The tasting: 50 Hawaii people will be among the first to taste 2000 Turley zins ("Juvenile Vineyard," "Old Vineyard," "Duarte Vineyard," "Meade Ranch," "Grist Vineyard" and "Turley Estate"), petite sirahs ("Turley Estate" and "Rattlesnake Vineyard") and the brand-new 2001 Rousanne/ Viognier.

Unfortunately, this tasting is sold out, with a waiting list, but there are two others, equally exciting.

The roaring success of Kendall-Jackson chardonnay has built a wine empire for owner Jess Jackson, one of the most innovative men in the wine business.

KJ wines are sourced from all over California, from the Sonoma Coast to Santa Barbara. As such, the company has been able to identify properties where varietals of grapes grow best, which allows Kendall-Jackson to fast-track single-appellation varietal wines under the "Great Estates" label that it believes are among the best in the country.

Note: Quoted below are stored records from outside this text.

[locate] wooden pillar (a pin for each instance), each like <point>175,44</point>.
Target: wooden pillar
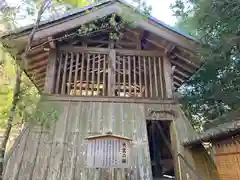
<point>167,69</point>
<point>50,72</point>
<point>111,73</point>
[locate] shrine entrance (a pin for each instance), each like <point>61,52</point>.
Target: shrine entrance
<point>161,157</point>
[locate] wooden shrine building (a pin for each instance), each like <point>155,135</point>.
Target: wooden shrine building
<point>224,136</point>
<point>103,84</point>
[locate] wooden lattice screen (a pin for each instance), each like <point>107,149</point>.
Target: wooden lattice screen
<point>105,72</point>
<point>227,154</point>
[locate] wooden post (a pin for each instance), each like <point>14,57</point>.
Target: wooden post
<point>167,69</point>
<point>111,73</point>
<point>50,72</point>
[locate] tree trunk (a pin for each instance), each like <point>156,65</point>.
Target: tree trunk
<point>10,120</point>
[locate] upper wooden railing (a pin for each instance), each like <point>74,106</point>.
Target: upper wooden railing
<point>109,72</point>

The tasting: Gary Patzwald, director of red wine for Kendall-Jackson Great Estates, will lead a "Rate the Great" blind tasting of benchmark cabernet sauvignons and chardonnays from the best growing regions in California.

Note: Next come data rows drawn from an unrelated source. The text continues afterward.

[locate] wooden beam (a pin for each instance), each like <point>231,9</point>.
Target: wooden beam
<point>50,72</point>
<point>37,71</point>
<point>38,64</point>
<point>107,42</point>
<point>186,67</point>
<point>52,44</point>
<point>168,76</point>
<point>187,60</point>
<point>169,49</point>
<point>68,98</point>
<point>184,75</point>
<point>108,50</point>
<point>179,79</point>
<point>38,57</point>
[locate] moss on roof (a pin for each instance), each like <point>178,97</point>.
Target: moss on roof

There will be two flights of chardonnay, one from the Sonoma Coast (KJ Great Estates, Neyers, Flowers, Williams-Selyem), one from Monterey (KJ Great Estates, Testarossa, Talbott, Mer et Soleil). And two flights of cabernet sauvignon, one from the Alexander Valley (KJ Great Estates, Jordan, Rodney Strong Alexander's Crown), and one from Napa (KJ Great Estates, Dunn, Caymus, Robert Mondavi Reserve).

Tickets for the 1 p.m. tasting are $100. Although this is a little expensive, it's a chance to taste 15 wines that can cost $100 or more a bottle. And often, even if you were willing and able to buy a bottle of each, you wouldn't be able to find them all. Even Kendall-Jackson may have a little trouble, so a few substitutions are possible, but all will be benchmark wines, the kind others are measured against.

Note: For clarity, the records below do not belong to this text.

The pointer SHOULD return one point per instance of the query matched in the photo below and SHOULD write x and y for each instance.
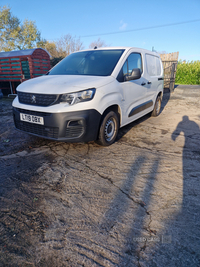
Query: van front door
(134, 91)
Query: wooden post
(169, 64)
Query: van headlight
(82, 96)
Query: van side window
(153, 65)
(133, 61)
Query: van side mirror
(135, 74)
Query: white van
(90, 94)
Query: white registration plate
(32, 118)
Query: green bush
(188, 72)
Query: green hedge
(188, 72)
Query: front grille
(31, 112)
(51, 132)
(43, 100)
(74, 129)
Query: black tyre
(157, 107)
(108, 129)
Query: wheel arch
(114, 108)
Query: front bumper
(78, 126)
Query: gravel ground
(134, 203)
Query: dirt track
(135, 203)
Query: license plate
(32, 118)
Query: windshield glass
(96, 63)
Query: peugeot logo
(33, 99)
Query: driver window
(134, 61)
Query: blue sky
(95, 18)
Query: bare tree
(68, 44)
(98, 43)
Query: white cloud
(123, 25)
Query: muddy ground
(135, 203)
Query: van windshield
(95, 63)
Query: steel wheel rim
(110, 129)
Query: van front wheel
(108, 129)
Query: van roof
(127, 48)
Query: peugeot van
(90, 94)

Warren Winiarski changed the world of wine. In 1970, he realized that the Stag's Leap area of the Napa Valley could grow great cabernet sauvignon, and he has become one of the great champions of terroir in American wine -- that combination of soil, microclimate and cultivation that adds a kind of "somewhereness" to wine.

That alone would be a great achievement, but in addition, Winiarski's 1973 Stag's Leap Cabernet was entered in the 1976 Bicentennial Tasting in Paris. The French judges (many of whom had publicly insisted California could not produce great wine) rated it first in a blind tasting against some of the greatest French reds.

The French judges tried to bury the results, but fortunately a reporter from Time magazine was on the scene, and the rest became history, as the California wine industry finally gained international stature.

The tasting: Winiarski will lead a tasting of cabernet sauvignon from different vineyards, and cabernets from the same vineyards, but different years (Stag's Leap Wine Cellars S.L.V. 1985, 1990 and 1998, Stag's Leap Wine Cellars Fay 1990 and 1998, Stag's Leap Wine Cellars Cask 23 1985, 1990 and 1998).

They are great cabernets. Of all the star winemakers from the '70s, Winiarski is the one whose reputation has endured best.

The 2 p.m. tasting ($100) will probably be the only time in Hawaii that you will be able to taste all these wines.


Richard Field owns R. Field Food and Wine Co. and is an organizer of "Hawai'i Uncorked."